В тот момент я понял, что внутри меня есть насилие. И эгоизм тоже. Я не собирался жертвовать своим братом ради кого-то другого. И я, конечно, не стал бы жертвовать собой. Я был готов причинить боль или убить. Или намного хуже.

Это странно узнавать о себе так.

Я смотрю на своих братьев и сестру за столом. У всех на руках кровь, так или иначе. Глядя на них, вы бы никогда об этом не догадались. Ну, может быть, вы догадались бы об этом по Данте, его руки похожи на покрытые шрамами бейсбольные рукавицы. Они были созданы для того, чтобы разрывать людей на части. Если бы он был гладиатором, римлянам пришлось бы выставить его против льва, чтобы это был честный бой.

Но все они выглядят счастливее, чем я видел их годами. Глаза Аиды яркие и веселые, и она раскраснелась от вина.
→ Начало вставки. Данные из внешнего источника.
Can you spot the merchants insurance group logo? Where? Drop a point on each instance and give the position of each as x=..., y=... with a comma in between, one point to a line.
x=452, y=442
Она не могла пить, пока кормила грудью, поэтому она в восторге от возможности снова немного опьянеть.

У Данте такой довольный вид, как будто он уже сидит в каком-нибудь уличном кафе в Париже. Как будто у него уже начинается пенсия.

Даже Неро изменился. И я никогда не думал, что он тот, кто обретет счастье.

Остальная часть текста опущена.